CATEGORY   Natural History, Food, Walking

Hardcover, 142 pages, 256 x 268 mm, illustrated with 66 watercolours and 50 pencil sketches, 1985

Viking ISBN 978-0-670-81191-5

Gordon Beningfield

Gordon Beningfield’s reputation as Britain’s leading countryside artist was built up through his meticulous and affectionate paintings and drawings of the English countryside as it has been, should be, and sometimes still is. In Beningfield’s Farm, he has set out to celebrate that most characteristic feature of the countryside, the traditional farm and its animals.

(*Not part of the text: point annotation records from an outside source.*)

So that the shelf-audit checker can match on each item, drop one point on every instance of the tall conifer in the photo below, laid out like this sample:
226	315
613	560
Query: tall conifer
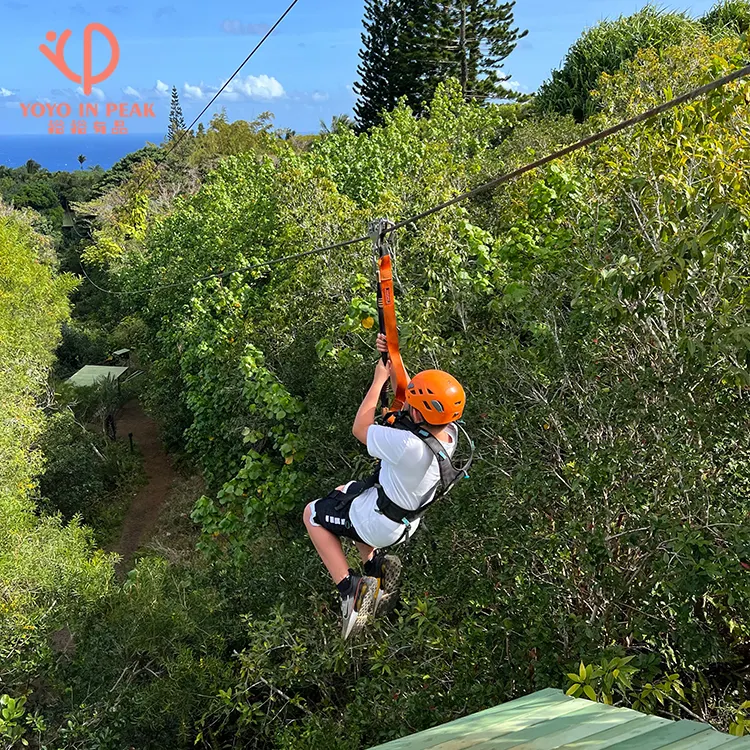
176	120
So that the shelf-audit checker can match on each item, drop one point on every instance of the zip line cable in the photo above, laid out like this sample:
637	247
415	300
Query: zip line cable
184	133
246	60
224	274
595	138
507	177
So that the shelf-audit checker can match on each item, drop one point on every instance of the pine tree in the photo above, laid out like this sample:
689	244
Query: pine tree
410	46
492	38
480	38
378	88
176	120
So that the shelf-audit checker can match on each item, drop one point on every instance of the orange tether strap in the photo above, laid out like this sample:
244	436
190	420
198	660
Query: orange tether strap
386	302
387	313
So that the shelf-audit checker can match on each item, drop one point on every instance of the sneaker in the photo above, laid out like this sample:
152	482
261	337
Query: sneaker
358	605
388	573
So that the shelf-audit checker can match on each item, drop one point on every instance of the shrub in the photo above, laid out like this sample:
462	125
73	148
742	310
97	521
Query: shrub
604	49
728	16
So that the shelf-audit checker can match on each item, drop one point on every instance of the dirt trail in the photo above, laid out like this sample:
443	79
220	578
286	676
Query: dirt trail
144	510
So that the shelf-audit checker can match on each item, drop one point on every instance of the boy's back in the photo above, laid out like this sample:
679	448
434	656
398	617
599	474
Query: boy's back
409	475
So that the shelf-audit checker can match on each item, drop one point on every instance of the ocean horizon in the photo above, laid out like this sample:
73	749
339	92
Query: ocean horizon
59	153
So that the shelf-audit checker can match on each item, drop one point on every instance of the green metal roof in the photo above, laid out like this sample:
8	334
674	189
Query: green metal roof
91	374
548	720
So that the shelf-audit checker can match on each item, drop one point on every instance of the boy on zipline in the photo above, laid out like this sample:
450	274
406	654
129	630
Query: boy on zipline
414	455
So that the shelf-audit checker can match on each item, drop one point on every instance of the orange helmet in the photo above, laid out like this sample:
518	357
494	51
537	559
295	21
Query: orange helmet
437	395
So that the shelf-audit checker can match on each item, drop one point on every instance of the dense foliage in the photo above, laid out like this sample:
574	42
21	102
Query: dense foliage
410	46
604	49
596	312
50	576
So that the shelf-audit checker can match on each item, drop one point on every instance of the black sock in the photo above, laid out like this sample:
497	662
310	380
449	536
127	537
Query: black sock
345	585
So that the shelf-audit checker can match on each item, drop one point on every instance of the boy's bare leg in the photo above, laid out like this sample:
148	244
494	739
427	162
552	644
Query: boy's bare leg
365	551
329	549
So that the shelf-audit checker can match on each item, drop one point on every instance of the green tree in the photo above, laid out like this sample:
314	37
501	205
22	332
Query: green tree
480	36
605	49
728	15
176	119
381	80
411	46
338	123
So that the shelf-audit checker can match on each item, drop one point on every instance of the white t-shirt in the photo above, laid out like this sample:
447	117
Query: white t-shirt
408	472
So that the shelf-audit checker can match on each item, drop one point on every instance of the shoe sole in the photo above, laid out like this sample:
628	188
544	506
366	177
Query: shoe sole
366	602
387	600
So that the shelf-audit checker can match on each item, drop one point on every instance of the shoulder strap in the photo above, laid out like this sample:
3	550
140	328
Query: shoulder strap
449	474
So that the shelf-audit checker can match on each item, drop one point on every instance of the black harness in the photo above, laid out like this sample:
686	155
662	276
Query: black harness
449	475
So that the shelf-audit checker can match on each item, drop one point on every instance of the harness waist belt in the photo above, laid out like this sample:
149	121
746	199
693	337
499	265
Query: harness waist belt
394	512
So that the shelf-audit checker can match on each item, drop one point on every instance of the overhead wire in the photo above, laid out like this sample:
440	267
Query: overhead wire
489	185
231	78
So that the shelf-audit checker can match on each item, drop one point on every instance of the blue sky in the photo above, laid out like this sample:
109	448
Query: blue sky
303	73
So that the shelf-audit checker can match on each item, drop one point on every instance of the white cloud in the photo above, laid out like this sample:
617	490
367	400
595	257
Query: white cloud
96	93
254	87
193	92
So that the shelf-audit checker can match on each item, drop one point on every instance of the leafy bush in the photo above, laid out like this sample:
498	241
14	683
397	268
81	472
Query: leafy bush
604	49
596	313
49	572
732	16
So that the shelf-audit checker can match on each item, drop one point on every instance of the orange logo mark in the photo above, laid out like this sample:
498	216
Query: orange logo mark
57	58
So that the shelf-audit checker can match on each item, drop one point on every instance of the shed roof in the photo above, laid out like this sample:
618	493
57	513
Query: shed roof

The animals were not difficult to find, at least in ones and twos. Here are such magnificent creatures as the White Park bull and the Gloucester Old Spot pig, not to mention Lincoln Longwood sheep, Suffolk Punch horses, Light Sussex chickens, and Golden Guernsey goats. But because the numbers of these animals have so dwindled, many of them are now classified as rare breeds and are preserved in farm parks where they have become a major attraction.

The proper surroundings for the animals were much harder to find, as the traditional small mixed farm is now something of a rarity, and it is even more unusual to find unspoiled farm buildings. While the animals are painted from life, the fields and farmyards in which they are paced have often found their inspiration in Gordon Beningfield’s memories of the English countryside of forty years ago. At the very least, many of the settings have had to be restored in his pictures to their original state.

The product of this effort is a richly nostalgic portrait of all the inhabitants of the traditional farm: not just cattle, sheep and pigs, but working horses and donkeys, chickens pecking around in the barn yard, ducks by the pond, lop-eared rabbits, a shepherd’s dog that is very unlike the collies of today and, of course, a ginger tom on the prowl.

GORDON BENINGFIELD (1936-98), son of a Thames lighterman, began his career as an ecclesiastical artist, with commissions that included a memorial window for the Household Cavalry in the Guards Chapel. From the early 1960s he built a reputation as a talented, versatile wildlife and countryside artist and became a passionate and influential advocate for the protection of the English countryside.